While waiting for a sufficient number of children to reach school age, Marguerite kept house for the governor and taught young women to read and develop domestic skills for survival in the fragile environment of the colony. In 1655, she initiated the construction of a chapel outside the fort. (Today the pilgrimage site, the Chapel of Notre Dame de Bon-Secours, flourishes at this same location.)
In 1658, de Maisonneuve gave Marguerite a stone stable to establish Montreal's first school. A dove cove under the roof, accessible by an outside ladder, provided a dormitory for Marguerite and future companions. As her educational work expanded, in 1659 she took her first of three voyages back to France to recruit women to assist her in educating the youth. Four women came back with her. Her 1672 trip was very fruitful. She returned with six companions and a civil charter, signed by Louis XIV, which recognized the "Secular Women of the Congregation de Notre Dame" (CND). The dual purpose of her third trip, in 1580, was to protect the uncloistered character of her community and to seek additional members. While she achieved her first goal, her second goal was thwarted by the Bishop of Canada. He forbade her bringing back any recruits. Providentially, the entrance of Canadian women assured the survival of her work.

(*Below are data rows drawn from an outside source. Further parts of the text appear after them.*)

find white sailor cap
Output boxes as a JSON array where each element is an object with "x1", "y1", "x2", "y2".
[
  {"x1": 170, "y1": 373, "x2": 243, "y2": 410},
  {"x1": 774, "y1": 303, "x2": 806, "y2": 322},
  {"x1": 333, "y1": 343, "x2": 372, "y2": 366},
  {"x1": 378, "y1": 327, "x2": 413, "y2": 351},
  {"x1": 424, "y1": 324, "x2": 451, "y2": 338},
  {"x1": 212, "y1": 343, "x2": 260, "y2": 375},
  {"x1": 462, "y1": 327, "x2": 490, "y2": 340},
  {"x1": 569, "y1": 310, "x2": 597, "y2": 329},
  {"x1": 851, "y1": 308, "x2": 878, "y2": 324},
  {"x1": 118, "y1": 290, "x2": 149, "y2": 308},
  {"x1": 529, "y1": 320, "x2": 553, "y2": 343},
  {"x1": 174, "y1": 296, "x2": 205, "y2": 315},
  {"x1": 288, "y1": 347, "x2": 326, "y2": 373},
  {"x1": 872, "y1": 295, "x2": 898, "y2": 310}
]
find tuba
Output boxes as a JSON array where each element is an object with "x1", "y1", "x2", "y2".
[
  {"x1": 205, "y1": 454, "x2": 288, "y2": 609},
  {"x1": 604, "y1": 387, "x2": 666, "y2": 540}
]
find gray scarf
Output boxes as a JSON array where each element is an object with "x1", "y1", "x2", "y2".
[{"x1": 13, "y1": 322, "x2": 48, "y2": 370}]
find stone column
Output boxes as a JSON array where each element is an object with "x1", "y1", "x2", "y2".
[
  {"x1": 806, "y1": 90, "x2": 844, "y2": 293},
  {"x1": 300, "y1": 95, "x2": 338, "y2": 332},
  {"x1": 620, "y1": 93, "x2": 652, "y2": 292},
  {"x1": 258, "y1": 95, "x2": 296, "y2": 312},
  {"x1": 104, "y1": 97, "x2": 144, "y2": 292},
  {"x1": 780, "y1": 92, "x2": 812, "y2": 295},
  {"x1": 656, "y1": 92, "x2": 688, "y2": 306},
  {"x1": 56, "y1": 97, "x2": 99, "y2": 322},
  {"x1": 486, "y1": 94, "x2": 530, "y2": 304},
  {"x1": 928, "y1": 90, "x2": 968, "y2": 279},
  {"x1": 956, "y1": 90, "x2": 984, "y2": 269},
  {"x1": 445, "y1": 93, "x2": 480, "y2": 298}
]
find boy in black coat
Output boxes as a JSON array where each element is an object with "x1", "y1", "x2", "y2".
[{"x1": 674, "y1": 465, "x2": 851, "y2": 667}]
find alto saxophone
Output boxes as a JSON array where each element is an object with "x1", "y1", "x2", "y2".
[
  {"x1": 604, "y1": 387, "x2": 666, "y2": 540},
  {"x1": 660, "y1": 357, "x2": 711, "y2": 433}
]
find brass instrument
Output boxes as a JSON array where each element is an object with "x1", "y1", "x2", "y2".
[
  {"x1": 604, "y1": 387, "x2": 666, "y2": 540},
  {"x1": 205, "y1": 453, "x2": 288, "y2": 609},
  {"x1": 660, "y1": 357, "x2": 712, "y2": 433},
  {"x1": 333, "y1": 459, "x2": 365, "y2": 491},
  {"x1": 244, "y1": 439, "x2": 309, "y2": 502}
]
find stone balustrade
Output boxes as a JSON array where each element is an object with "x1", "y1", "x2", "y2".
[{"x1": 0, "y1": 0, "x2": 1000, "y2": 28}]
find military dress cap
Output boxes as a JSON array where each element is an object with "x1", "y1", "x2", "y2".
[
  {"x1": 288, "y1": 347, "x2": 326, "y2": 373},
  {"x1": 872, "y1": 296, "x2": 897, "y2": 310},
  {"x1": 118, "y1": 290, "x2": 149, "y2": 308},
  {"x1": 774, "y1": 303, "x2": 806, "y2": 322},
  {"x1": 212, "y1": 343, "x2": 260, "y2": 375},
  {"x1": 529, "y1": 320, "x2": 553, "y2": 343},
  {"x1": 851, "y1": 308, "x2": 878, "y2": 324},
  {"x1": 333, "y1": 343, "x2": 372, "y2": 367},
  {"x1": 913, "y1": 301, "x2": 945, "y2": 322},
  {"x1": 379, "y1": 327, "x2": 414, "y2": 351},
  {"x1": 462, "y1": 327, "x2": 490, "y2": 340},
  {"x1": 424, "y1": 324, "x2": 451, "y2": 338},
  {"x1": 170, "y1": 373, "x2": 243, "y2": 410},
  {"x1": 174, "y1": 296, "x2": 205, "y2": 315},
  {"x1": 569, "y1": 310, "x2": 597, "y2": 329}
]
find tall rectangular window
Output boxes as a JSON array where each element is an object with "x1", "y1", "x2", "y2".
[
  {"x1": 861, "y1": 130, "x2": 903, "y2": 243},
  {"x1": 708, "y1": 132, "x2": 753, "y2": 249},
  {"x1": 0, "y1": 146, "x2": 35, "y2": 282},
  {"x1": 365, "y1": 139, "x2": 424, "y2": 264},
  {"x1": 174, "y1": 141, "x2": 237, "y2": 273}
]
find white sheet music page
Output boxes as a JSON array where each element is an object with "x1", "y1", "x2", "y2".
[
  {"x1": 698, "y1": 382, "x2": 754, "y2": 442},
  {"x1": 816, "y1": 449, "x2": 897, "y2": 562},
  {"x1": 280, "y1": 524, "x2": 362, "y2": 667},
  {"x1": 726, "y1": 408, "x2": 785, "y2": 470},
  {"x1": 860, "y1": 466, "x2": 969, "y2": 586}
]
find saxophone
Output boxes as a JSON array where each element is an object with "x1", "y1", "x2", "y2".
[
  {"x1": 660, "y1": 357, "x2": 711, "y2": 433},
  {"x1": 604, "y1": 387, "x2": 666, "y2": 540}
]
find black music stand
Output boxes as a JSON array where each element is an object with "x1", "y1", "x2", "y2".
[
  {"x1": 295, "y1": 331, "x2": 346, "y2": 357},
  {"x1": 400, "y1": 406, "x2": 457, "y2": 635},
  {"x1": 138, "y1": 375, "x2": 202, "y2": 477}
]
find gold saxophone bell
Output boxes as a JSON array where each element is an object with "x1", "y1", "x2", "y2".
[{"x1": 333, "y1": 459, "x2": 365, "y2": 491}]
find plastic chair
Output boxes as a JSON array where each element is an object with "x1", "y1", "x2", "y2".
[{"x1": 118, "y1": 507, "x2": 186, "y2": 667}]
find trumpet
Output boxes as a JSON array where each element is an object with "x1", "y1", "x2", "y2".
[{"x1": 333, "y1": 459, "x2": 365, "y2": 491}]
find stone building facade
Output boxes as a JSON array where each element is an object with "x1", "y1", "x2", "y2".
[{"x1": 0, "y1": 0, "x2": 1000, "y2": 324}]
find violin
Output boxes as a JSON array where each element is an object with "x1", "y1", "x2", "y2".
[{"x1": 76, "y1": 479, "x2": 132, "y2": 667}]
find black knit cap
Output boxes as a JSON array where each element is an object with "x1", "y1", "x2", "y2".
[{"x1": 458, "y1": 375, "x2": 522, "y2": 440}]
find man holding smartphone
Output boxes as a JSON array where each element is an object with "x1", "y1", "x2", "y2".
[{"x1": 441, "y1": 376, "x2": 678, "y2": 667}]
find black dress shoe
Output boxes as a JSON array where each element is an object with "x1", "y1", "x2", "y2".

Marguerite was called "the Mother of the Colony". She welcomed and received into her house "Fille de Roi", young women sent by the King as potential wives of the settlers. She prepared them for pioneer life, protected them until their marriage, and formed them to be wives and mothers. She collaborated with the Sulpician Fathers in forming strong parish life. For Marguerite and her companions, their parish church was their chapel.
Marguerite died at age 80 on January 12, 1700. She was canonized in 1982.